DRAWING BLOOD: To study the genetics of a rare cancer called pleuropulmonary blastoma, pathologist Ashley Hill (front right) drew blood samples from Trisha Anderson (left) and her extended family in a Minnesota church Image: Julie Schoettler
Three years ago, pathologist Ashley Hill flew to Minnesota to meet a family wracked by one of the world's rarest cancers.
Called pleuropulmonary blastoma, or PPB, this aggressive lung cancer affects just 25 to 30 children a year in the U.S., and most doctors have never heard of it. With such a small patient population, scientists told Hill that tracking down the genetic cause of the disorder—and getting the funding to study it—was a long shot.
Hill persevered because the cancer followed a stereotypical progression during early development, suggesting it was caused by one faulty genetic instruction. Still, she had her doubts. "Would there be enough families to participate?" she wondered, "If there were, would it be a single-gene disorder?"

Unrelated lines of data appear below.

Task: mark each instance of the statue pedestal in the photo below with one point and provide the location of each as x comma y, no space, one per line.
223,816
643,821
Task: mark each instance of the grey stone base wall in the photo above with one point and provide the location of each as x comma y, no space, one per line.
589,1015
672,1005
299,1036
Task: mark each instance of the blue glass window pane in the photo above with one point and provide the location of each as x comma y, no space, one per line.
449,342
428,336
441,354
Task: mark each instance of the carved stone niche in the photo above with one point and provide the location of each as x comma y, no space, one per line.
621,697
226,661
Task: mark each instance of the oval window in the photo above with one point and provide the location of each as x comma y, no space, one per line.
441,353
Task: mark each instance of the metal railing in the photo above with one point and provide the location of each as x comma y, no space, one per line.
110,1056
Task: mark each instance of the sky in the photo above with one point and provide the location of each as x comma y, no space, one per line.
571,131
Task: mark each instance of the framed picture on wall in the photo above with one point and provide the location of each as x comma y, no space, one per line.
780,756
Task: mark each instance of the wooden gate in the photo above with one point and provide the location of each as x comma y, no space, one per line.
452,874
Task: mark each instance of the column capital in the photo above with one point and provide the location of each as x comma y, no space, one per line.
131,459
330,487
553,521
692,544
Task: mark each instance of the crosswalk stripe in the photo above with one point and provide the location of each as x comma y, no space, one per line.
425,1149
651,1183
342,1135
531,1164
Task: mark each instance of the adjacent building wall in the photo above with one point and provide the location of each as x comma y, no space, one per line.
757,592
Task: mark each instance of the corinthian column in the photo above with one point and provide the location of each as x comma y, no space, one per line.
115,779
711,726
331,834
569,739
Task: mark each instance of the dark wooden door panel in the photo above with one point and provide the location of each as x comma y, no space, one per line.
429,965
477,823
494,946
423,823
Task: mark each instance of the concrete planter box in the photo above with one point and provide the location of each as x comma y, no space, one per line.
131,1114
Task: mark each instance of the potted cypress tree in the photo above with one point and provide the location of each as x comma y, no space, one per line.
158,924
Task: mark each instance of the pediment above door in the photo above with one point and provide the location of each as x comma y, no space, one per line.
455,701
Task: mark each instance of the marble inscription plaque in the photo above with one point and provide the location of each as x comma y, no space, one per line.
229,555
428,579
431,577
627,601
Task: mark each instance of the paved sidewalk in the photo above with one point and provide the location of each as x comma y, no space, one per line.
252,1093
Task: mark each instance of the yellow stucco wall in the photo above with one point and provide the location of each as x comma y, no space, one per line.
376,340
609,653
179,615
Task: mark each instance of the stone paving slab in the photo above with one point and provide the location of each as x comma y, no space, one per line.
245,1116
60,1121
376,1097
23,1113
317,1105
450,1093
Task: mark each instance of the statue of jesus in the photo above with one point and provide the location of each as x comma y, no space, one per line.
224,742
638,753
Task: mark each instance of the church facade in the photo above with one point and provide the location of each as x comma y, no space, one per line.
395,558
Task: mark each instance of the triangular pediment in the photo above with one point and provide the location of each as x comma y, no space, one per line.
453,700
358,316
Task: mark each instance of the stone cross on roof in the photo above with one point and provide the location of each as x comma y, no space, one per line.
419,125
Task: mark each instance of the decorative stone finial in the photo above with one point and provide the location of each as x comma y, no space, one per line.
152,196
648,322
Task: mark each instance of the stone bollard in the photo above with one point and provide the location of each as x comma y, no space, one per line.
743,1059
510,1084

But there she was in the basement of the Holy Rosary Catholic Church in Mankato, Minn., with 25-year-old Trisha (Schoettler) Anderson and nearly 70 members of her family. Anderson had the lower lobe of her left lung removed at age two before undergoing two years of intensive chemotherapy that nearly killed her. The smell of rubbing alcohol is enough to make her feel queasy again. Anderson's brother Adam died when PPB spread to his brain at age four, Peter had lung cysts at 16, David got them at 24, and her sister Katie developed a benign thyroid cancer as a teenager. "Cancer and tumors are part of the family," Anderson says. She also has a cousin with a rare kidney tumor and an uncle with a cancer that develops from muscles cells, both of which occur in families with PPB.

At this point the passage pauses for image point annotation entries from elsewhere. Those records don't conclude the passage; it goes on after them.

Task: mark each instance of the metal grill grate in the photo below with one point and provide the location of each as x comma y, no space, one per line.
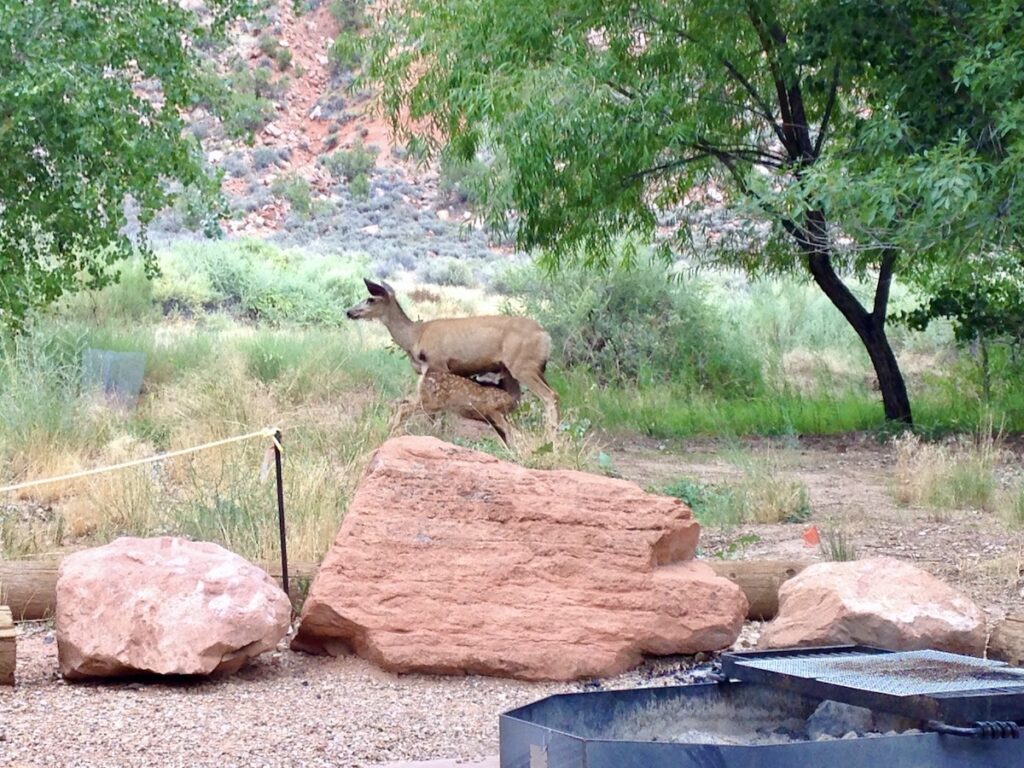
900,674
927,684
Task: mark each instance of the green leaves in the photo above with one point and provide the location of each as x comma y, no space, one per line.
90,103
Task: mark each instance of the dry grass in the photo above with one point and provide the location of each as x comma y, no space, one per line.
766,492
327,390
960,474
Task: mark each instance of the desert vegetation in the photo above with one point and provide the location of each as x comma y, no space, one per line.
242,334
684,301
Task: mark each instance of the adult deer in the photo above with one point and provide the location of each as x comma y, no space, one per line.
437,391
515,347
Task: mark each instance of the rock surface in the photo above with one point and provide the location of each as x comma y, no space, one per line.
164,605
879,601
452,561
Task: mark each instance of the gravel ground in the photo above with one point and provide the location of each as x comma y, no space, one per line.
285,710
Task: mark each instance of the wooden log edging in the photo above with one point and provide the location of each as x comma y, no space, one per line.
29,587
760,581
8,650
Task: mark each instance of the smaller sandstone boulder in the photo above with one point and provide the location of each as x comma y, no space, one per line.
165,605
880,601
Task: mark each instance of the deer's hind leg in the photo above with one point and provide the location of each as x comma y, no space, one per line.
532,377
504,429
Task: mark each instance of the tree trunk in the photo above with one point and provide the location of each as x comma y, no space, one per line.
894,397
869,326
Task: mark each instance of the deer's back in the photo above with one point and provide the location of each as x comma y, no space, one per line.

Many common diseases appear to stem from multiple genes and their interaction with the environment, yet the process remains too complex to be easily untangled with today's gene-sleuthing tools. The approach holds greater promise for rare diseases like PPB that are likely caused by a defect in a single gene.
So, armed only with a well-educated guess, Ashley Hill and her team from Washington University Medical Center in St. Louis traveled to Mankato to draw vials of blood from the outstretched arms of Anderson's family.
After mapping the disease on their family tree, Hill identified relatives who likely carry the faulty gene, such as Anderson's grandmother and great aunt, and then compared their genetic makeup with the rest of the family. It turned out that the suspected carriers and the afflicted had all inherited one particular segment on chromosome 14. The possibility of that happening solely by chance was less than one in 1,000. Hill expanded the study to three other families and found a similar result.
Unfortunately, the suspect stretch of chromosome 14 contained 72 different genes, and Hill felt she had a long way to go to find the genetic culprit—or culprits. She was a pathologist used to looking at cells and tissues under a microscope, not DNA sequences on a computer screen. On a lark, she plugged the 10 most likely candidates into a public database of medical articles and noticed that scientists had recently found that a gene called DICER1 influenced lung development in mice. She pulled up that 2006 paper and saw an image of a mouse that was missing both copies of the gene, and its lungs were dotted with cysts. It looked exactly like the early stage of PPB.
The gene seems to encode a protein in one set of cells that helps slow down the growth of neighboring lung tissue and keeps cells from turning into tumors. When Hill later tested Anderson's genome for DICER1, she found that one of her two copies was cut short. "This is unbelievable," Hill says, "almost like it was meant to be found." She and her team report their findings in Science this week. Hill, who is now chief of pathology at the Children's National Medical Center in Washington, D.C., says she is working to understand how Trisha Anderson and others lost the function of their second copy of DICER1, which is required for the disease to manifest itself.
Anderson, now 29, is an accountant and has a two-year-old son named Jackson* who has a 50 percent chance of coming down with the disease. If it is not caught early and treated properly, children with PPB have a 40 percent chance of survival. "He's in that age bracket when PPB shows up, so every little cough or cold gives me worries," she says. By knowing the gene involved, researchers can now develop a clinical test to help doctors diagnose PPB before its too late. And if Jackson proved to have two working copies of DICER1, then his mother would not have to keep taking him in for CT scans that expose him to dangerous radiation. "It's a glimmer of hope," she says.